I held out the paper for Tommy to see. "My mum is a proper lunatic for making me carry this, don't you think?" I chuckled lightly but he didn't crack even the slightest grin at my joke.
I sat back against the wall and hummed a tune I heard in a pub one night before I was originally shipped out. I tapped my foot to the beat in my head. The band was great. Four members with the oddest fashion sense and haircuts you would ever see but I guess it was new. I preferred to keep my somewhat shaggy, curly locks intact. Submitting myself to the social norms was never something I really cared for. I wanted to just be myself and if that meant standing out and being different, then so be it. I look up and Tommy is shooting me a death glare.
"No offense mate, your humming is charming but how in the hell can you be so positive right now?" He kept the angry mug on his face and all I could do was shrug my shoulders in a response. "What do you mean you don't know?
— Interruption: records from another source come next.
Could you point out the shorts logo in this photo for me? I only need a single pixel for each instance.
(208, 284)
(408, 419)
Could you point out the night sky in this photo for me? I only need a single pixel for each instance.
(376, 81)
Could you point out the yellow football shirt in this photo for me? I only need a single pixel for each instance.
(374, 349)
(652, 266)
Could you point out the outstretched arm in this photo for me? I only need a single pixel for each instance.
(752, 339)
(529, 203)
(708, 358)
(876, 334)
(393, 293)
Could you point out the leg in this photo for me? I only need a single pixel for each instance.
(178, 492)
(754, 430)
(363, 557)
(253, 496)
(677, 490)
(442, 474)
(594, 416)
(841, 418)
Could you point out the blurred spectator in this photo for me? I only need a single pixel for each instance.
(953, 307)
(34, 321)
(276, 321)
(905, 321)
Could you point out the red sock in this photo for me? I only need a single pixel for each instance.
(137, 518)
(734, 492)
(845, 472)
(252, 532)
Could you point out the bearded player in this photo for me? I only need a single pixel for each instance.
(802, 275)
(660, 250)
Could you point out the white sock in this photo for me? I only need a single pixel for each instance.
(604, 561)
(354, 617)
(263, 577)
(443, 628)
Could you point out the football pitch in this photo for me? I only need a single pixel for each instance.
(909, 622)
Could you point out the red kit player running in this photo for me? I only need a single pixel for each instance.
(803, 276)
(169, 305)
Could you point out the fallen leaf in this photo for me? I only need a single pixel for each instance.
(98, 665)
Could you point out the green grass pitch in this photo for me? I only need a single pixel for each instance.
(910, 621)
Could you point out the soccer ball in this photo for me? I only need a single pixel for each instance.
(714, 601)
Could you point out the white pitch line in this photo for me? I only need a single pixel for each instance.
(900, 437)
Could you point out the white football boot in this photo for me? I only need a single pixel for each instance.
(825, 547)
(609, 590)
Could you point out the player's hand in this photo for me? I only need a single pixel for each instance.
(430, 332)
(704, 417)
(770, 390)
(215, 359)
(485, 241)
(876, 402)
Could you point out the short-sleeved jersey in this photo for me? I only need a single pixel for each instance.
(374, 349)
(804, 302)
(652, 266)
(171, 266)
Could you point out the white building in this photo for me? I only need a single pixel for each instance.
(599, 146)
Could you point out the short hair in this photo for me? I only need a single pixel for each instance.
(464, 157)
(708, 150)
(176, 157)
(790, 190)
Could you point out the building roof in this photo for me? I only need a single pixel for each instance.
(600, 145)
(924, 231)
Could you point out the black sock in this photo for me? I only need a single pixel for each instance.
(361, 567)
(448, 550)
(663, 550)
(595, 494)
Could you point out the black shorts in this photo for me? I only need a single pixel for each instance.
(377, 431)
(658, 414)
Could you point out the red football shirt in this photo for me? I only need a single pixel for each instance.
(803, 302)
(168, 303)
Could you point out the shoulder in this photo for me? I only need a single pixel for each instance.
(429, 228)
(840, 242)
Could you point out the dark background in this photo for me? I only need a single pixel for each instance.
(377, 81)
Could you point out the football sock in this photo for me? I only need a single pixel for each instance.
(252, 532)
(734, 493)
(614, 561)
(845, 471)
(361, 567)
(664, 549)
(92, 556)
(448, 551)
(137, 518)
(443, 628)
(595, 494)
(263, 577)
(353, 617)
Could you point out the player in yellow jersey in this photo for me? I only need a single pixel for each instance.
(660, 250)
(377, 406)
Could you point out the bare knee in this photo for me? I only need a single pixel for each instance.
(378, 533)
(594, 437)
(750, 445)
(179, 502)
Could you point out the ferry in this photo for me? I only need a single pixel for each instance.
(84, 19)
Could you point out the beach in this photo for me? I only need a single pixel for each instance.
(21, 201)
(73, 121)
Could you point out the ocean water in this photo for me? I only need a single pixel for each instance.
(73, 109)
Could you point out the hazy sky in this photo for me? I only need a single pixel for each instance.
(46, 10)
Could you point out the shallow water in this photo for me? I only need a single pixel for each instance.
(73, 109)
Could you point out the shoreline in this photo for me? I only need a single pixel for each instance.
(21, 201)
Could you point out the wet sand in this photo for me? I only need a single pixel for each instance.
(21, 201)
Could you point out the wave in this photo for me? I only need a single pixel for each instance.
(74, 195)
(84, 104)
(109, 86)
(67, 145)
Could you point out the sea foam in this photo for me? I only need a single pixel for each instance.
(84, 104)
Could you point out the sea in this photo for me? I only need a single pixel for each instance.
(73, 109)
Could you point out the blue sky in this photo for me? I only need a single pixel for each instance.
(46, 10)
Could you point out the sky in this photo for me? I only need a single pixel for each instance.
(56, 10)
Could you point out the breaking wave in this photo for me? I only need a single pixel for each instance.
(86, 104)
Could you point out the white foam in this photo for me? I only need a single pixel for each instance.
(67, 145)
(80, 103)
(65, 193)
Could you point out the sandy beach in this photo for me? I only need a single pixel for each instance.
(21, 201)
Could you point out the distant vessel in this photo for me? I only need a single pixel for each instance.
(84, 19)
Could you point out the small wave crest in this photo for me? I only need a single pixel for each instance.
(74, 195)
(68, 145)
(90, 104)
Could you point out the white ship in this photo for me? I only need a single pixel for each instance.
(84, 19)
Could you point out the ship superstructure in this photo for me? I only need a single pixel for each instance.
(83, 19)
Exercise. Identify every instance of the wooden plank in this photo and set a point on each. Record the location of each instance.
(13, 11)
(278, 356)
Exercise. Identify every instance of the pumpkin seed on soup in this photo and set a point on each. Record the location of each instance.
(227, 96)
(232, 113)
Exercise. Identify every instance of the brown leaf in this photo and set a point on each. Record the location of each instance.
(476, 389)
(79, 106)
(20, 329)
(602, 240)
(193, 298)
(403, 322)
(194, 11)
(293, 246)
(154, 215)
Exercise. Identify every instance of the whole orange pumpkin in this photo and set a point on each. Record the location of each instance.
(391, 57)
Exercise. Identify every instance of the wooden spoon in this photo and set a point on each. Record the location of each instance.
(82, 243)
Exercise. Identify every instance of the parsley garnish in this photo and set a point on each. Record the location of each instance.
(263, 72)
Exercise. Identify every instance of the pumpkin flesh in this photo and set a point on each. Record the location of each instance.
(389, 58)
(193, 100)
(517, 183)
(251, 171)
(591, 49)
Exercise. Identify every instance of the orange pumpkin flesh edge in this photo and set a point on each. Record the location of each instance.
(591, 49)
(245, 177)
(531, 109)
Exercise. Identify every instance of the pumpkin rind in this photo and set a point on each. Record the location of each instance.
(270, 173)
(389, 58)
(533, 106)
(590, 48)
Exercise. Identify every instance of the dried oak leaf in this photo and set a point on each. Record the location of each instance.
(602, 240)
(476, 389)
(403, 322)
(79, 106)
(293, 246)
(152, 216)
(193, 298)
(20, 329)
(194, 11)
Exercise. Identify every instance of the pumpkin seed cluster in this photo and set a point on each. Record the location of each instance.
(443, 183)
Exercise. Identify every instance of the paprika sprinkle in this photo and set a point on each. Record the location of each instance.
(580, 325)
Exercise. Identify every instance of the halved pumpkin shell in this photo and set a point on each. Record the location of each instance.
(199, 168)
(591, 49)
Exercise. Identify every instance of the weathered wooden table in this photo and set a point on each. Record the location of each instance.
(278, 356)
We are literally being sent to our death's and you're over here humming a God-awful tune." I rolled my eyes and grinned up at him.
"Tom, how you look at things is how they'll end up turning out. If you already go into something perceiving it as something terrible, that is all it will amount to. But," I wag my finger at him, "if you keep a smile on your face, no matter the pain beneath and hope for the best and you DO your best, you're almost guaranteed a better outcome than the first." He sighed but I knew I was thinking the same thing he was. There was no positive to such a thing as war. Lives are cast aside, everyone is in an emotional debt that can never be repaid. Even our safety had a hint of sorrow to it. Our innocence was being stolen by the only thing many of us had ever learned how to do and that's fight for our lives.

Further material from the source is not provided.